Redoing the roads

  • Updated: September 15, 2008 - 11:10 PM

REDOING THE ROADS

Metro area roads saw numerous changes after the Interstate 35W bridge collapse. Here's a status check on some of them.

Hwy. 280: Most of the emergency upgrades on Hwy. 280 will stay. On the highway's north end, however, the two lanes that flowed into 35W will be reduced to one as soon as the bridge opens. "We stole a lane out of 35W," said Chris Roy, a Minnesota Department of Transportation area manager, and it's time to give it back.

The two traffic signals on 280 were removed last year. Under current plans, only the one at Broadway would return, and only partially -- northbound traffic wouldn't have to stop at all, while southbound traffic would stop to allow northbound vehicles to turn onto Broadway.

The improvised interchange at Larpenteur Avenue will be redone next year under a plan that was in the works before the collapse.

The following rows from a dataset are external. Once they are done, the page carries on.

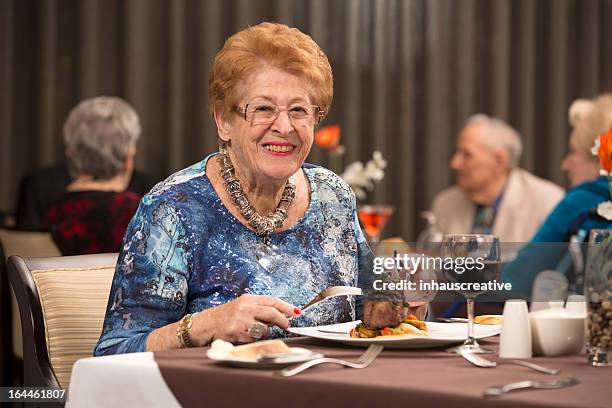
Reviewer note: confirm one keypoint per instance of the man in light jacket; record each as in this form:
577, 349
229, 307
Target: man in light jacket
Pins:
492, 194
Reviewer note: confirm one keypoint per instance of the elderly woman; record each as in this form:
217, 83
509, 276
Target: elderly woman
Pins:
576, 212
231, 246
100, 136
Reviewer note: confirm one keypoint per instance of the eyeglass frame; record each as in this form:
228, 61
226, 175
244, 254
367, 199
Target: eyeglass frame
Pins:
243, 111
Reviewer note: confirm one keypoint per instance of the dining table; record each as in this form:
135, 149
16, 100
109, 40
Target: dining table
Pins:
398, 377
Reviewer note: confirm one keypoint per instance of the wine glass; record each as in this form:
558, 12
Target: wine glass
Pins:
484, 250
374, 218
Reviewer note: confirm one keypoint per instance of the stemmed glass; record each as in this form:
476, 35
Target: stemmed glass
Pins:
484, 249
374, 218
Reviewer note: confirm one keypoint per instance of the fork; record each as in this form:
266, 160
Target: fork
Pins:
362, 362
331, 292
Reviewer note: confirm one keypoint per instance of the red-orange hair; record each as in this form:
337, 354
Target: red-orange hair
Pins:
268, 43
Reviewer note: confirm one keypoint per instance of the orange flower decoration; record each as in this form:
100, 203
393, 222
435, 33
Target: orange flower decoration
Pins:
328, 137
605, 150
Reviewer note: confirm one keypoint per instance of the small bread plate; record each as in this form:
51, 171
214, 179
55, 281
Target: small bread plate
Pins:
439, 335
222, 355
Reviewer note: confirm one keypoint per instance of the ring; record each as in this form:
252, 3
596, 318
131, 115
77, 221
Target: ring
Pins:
256, 330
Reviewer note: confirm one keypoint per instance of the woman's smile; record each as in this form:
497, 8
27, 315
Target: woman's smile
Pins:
279, 148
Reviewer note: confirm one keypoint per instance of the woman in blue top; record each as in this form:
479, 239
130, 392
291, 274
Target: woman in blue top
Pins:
576, 212
227, 248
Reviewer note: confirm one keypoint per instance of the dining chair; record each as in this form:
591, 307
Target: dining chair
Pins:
24, 243
62, 302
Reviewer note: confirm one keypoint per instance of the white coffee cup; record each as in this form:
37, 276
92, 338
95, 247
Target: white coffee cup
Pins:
515, 338
557, 332
548, 286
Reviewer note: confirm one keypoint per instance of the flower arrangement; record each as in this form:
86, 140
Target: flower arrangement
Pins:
361, 178
603, 149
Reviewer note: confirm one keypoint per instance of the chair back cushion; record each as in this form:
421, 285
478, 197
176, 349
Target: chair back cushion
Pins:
74, 303
25, 244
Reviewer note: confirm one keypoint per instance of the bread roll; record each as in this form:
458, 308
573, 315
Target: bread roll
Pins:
260, 348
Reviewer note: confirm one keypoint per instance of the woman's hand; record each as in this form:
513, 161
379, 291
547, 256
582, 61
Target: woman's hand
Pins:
231, 321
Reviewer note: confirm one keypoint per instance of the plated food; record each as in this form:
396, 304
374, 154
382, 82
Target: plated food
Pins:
385, 317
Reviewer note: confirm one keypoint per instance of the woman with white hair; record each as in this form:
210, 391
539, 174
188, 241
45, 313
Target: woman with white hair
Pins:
100, 136
576, 214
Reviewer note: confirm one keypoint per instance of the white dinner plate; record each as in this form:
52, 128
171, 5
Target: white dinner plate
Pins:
297, 355
440, 334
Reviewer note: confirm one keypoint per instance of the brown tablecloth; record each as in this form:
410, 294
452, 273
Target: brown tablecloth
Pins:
408, 378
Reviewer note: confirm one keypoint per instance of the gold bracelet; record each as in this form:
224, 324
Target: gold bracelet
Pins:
182, 332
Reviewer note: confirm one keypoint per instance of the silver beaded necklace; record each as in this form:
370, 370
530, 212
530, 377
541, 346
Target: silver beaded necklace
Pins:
263, 225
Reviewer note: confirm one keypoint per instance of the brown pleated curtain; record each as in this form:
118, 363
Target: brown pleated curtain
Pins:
407, 74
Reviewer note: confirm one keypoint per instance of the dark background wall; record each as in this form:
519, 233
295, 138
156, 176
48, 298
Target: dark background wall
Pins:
407, 74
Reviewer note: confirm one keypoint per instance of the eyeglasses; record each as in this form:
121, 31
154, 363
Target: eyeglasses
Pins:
265, 113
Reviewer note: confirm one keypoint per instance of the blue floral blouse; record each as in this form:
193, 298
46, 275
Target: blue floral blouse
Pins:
184, 251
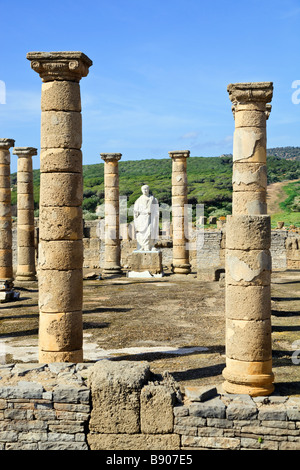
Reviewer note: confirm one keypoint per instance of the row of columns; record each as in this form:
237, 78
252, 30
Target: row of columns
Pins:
248, 262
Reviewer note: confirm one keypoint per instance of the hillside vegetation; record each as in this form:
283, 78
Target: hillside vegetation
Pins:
209, 181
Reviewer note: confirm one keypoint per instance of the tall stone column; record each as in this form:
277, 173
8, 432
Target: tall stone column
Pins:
181, 264
26, 270
248, 260
61, 193
112, 230
249, 178
6, 263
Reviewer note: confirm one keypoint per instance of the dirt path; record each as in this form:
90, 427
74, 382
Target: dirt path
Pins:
276, 195
176, 325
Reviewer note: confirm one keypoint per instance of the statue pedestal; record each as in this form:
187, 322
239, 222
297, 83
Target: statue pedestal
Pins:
146, 264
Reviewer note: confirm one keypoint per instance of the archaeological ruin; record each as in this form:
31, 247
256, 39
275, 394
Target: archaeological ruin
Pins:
65, 401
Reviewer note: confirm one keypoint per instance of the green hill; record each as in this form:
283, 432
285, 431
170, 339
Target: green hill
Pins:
209, 181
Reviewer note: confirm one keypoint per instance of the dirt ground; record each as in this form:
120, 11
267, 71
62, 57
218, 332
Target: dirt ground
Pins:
176, 323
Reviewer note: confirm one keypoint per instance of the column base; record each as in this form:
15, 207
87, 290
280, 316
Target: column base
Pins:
181, 268
250, 378
25, 277
112, 271
48, 357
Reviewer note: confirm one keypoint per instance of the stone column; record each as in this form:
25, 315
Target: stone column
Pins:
25, 225
248, 306
251, 110
6, 264
248, 260
61, 193
181, 264
112, 230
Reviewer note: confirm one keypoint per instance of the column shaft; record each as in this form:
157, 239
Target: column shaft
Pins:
248, 260
112, 230
26, 270
249, 176
181, 264
6, 263
61, 193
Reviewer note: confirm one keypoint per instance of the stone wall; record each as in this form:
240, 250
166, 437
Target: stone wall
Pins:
122, 405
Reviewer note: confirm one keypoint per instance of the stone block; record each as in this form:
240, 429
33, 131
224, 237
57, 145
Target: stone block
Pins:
61, 189
248, 232
61, 129
248, 340
249, 177
60, 291
115, 389
249, 145
60, 331
61, 160
134, 442
61, 223
249, 202
248, 267
157, 409
213, 408
194, 393
60, 96
248, 303
60, 255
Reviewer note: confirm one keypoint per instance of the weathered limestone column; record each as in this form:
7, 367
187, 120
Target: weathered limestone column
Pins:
6, 264
112, 231
248, 306
60, 224
249, 177
181, 264
26, 270
248, 240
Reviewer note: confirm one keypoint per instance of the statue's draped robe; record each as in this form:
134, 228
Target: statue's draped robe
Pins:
146, 219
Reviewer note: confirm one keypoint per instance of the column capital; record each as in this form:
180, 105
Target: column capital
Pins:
24, 151
65, 65
250, 92
5, 144
111, 157
179, 154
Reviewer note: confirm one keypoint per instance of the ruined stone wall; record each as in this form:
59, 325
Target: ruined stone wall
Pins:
65, 406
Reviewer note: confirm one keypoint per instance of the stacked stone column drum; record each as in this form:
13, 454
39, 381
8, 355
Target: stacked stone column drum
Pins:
181, 264
26, 270
6, 265
112, 230
249, 178
61, 193
248, 259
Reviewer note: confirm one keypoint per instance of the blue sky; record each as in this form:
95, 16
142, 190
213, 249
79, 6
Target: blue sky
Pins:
160, 71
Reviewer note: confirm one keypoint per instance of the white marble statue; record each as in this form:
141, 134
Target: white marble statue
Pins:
146, 220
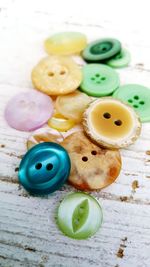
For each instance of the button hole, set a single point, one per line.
(107, 115)
(50, 74)
(94, 152)
(38, 166)
(141, 102)
(49, 166)
(118, 122)
(84, 159)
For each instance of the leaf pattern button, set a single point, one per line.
(76, 213)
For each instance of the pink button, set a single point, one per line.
(29, 110)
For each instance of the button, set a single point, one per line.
(101, 49)
(56, 75)
(99, 80)
(138, 97)
(111, 123)
(120, 60)
(44, 135)
(60, 123)
(93, 167)
(65, 43)
(73, 105)
(79, 216)
(44, 168)
(29, 110)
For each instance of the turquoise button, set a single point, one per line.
(44, 168)
(79, 216)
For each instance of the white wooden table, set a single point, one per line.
(28, 233)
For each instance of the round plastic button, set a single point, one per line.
(28, 111)
(60, 123)
(44, 135)
(92, 167)
(99, 80)
(65, 43)
(138, 97)
(111, 123)
(44, 168)
(120, 60)
(79, 216)
(101, 49)
(73, 105)
(56, 75)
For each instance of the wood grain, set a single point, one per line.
(28, 231)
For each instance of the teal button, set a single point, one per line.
(101, 49)
(99, 80)
(44, 168)
(120, 60)
(79, 216)
(138, 97)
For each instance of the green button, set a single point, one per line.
(138, 97)
(79, 216)
(99, 80)
(101, 49)
(120, 60)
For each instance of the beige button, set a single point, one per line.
(56, 75)
(73, 105)
(44, 135)
(92, 167)
(111, 123)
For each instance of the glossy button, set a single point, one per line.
(44, 168)
(101, 49)
(56, 75)
(111, 123)
(79, 216)
(99, 80)
(60, 123)
(73, 105)
(138, 97)
(44, 135)
(92, 167)
(29, 110)
(65, 43)
(120, 60)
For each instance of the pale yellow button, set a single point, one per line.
(111, 123)
(65, 43)
(60, 123)
(73, 105)
(56, 75)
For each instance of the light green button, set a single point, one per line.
(99, 80)
(120, 60)
(138, 97)
(79, 216)
(101, 49)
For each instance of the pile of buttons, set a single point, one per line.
(80, 117)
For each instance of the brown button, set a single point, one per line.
(111, 123)
(92, 167)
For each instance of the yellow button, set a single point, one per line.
(56, 75)
(73, 105)
(60, 123)
(111, 123)
(44, 135)
(65, 43)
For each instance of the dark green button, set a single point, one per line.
(120, 60)
(99, 80)
(138, 97)
(79, 216)
(101, 49)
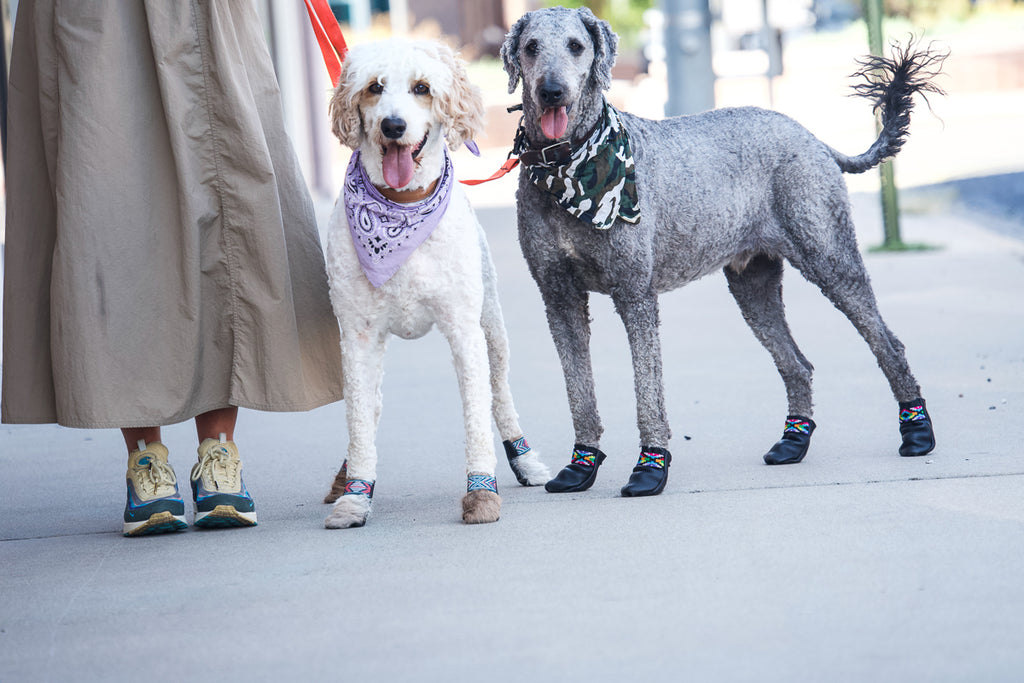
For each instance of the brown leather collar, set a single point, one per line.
(556, 154)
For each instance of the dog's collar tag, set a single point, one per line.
(385, 233)
(597, 181)
(553, 155)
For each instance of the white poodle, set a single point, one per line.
(406, 252)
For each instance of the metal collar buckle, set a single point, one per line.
(557, 157)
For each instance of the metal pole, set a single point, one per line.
(890, 199)
(687, 56)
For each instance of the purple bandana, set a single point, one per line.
(386, 233)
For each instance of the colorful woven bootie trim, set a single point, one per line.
(651, 460)
(585, 458)
(912, 414)
(358, 487)
(798, 426)
(481, 482)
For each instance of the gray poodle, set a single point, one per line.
(628, 207)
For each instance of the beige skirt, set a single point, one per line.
(162, 257)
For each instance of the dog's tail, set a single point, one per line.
(891, 84)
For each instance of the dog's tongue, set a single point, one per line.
(398, 166)
(554, 122)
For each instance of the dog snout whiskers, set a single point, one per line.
(393, 127)
(551, 93)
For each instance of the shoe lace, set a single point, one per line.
(218, 466)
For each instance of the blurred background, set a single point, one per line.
(680, 56)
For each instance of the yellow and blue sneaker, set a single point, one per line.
(219, 493)
(154, 505)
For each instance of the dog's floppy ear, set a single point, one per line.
(461, 104)
(605, 48)
(510, 52)
(344, 110)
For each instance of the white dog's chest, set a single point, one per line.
(440, 281)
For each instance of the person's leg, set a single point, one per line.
(215, 423)
(133, 435)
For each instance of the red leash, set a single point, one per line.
(332, 43)
(334, 48)
(505, 169)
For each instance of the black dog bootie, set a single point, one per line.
(650, 474)
(915, 428)
(580, 474)
(793, 446)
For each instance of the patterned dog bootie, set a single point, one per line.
(793, 446)
(580, 474)
(650, 474)
(915, 428)
(513, 450)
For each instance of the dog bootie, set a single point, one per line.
(915, 428)
(580, 474)
(793, 446)
(650, 474)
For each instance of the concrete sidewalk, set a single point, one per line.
(854, 565)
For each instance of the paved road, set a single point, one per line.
(854, 565)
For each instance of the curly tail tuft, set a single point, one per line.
(891, 84)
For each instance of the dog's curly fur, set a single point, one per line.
(738, 189)
(449, 281)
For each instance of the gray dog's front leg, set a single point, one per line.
(568, 317)
(641, 321)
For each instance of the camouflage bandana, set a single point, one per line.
(597, 184)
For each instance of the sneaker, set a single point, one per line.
(221, 499)
(154, 504)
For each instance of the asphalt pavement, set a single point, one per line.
(854, 565)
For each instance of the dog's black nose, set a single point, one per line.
(393, 127)
(551, 93)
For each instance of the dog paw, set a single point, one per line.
(348, 512)
(338, 485)
(529, 471)
(480, 507)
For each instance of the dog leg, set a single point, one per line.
(338, 485)
(363, 357)
(641, 319)
(568, 318)
(481, 504)
(640, 315)
(525, 464)
(469, 350)
(758, 290)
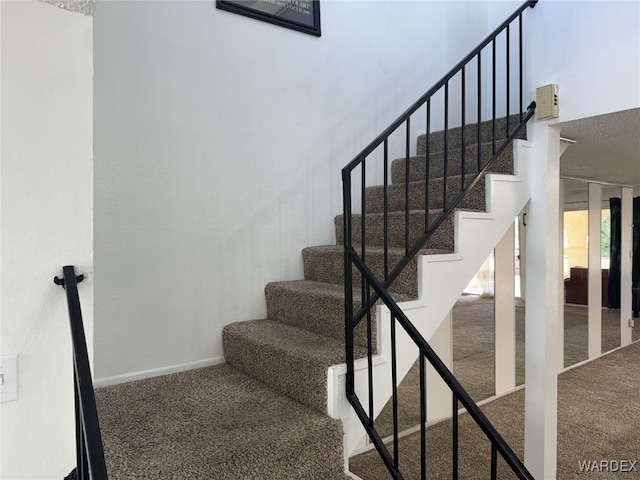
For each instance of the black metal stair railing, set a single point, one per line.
(476, 117)
(90, 462)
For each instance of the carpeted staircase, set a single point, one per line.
(303, 334)
(286, 356)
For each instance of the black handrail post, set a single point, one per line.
(374, 290)
(91, 463)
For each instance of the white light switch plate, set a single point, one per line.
(8, 378)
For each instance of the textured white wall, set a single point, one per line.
(591, 49)
(46, 222)
(218, 149)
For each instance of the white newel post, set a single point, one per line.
(543, 303)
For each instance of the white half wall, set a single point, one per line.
(46, 222)
(218, 149)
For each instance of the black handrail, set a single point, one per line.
(90, 462)
(374, 289)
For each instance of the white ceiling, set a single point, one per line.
(607, 148)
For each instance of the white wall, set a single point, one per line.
(218, 148)
(591, 49)
(46, 222)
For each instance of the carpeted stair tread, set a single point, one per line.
(326, 264)
(314, 306)
(417, 164)
(471, 134)
(441, 239)
(214, 423)
(474, 198)
(290, 360)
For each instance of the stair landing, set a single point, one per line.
(214, 423)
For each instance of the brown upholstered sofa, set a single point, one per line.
(576, 286)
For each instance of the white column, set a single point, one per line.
(439, 396)
(626, 265)
(522, 236)
(595, 271)
(505, 314)
(560, 325)
(543, 303)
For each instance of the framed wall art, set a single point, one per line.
(301, 15)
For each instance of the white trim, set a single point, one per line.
(156, 372)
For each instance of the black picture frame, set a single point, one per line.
(300, 15)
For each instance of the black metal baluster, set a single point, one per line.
(494, 462)
(493, 97)
(394, 382)
(348, 281)
(81, 449)
(385, 214)
(508, 76)
(406, 189)
(427, 167)
(423, 417)
(455, 436)
(363, 231)
(369, 356)
(462, 141)
(446, 145)
(520, 64)
(479, 109)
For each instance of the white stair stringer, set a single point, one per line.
(441, 280)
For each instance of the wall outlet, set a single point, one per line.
(8, 378)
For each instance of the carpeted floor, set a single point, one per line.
(214, 423)
(598, 420)
(473, 353)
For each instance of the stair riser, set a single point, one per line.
(471, 135)
(374, 230)
(329, 267)
(417, 165)
(272, 366)
(317, 313)
(474, 199)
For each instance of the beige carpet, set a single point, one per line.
(214, 424)
(473, 353)
(598, 420)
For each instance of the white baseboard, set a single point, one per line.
(156, 372)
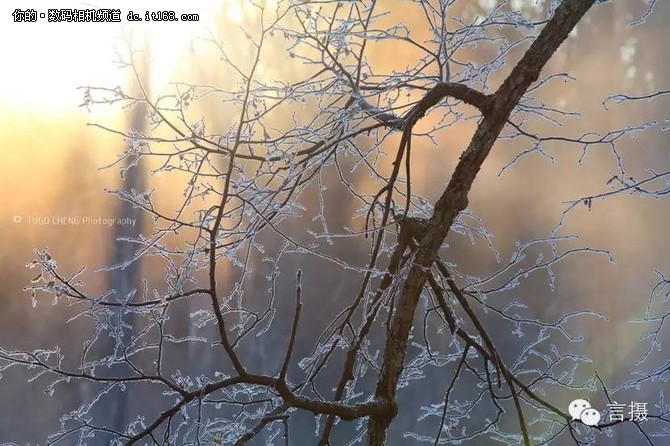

Added freeway lanes: For now, the extra lanes on Interstate 94 between downtown Minneapolis and Hwy. 280 will remain, as will the added lane on eastbound Interstate 694 in the Fridley area and the second lane from Hwy. 100 to 694 east in Brooklyn Center. Because of the emergency, the lanes didn't get the usual environmental and federal approvals, so some of that is happening now, and public input will be sought.

Minneapolis streets: West River Parkway and SE. 2nd Street will reopen Thursday. The city also will make changes on roads directly connecting to the bridge, said city spokesman Matt Laible. To handle the influx of cars onto city streets after the collapse, Minneapolis had rejiggered turn lanes and traffic signals. But for other changes, such as those on Central Avenue, "we are going to give it a little bit of time," he said.

Metro Transit: Except for one leased parking lot along Como Avenue, all of the park-and-ride spots added after the collapse will remain, said Metro Transit spokesman Bob Gibbons. The 22 extra rush-hour buses will be used until the end of the year, while the agency evaluates "how much we might be able to retain," he said.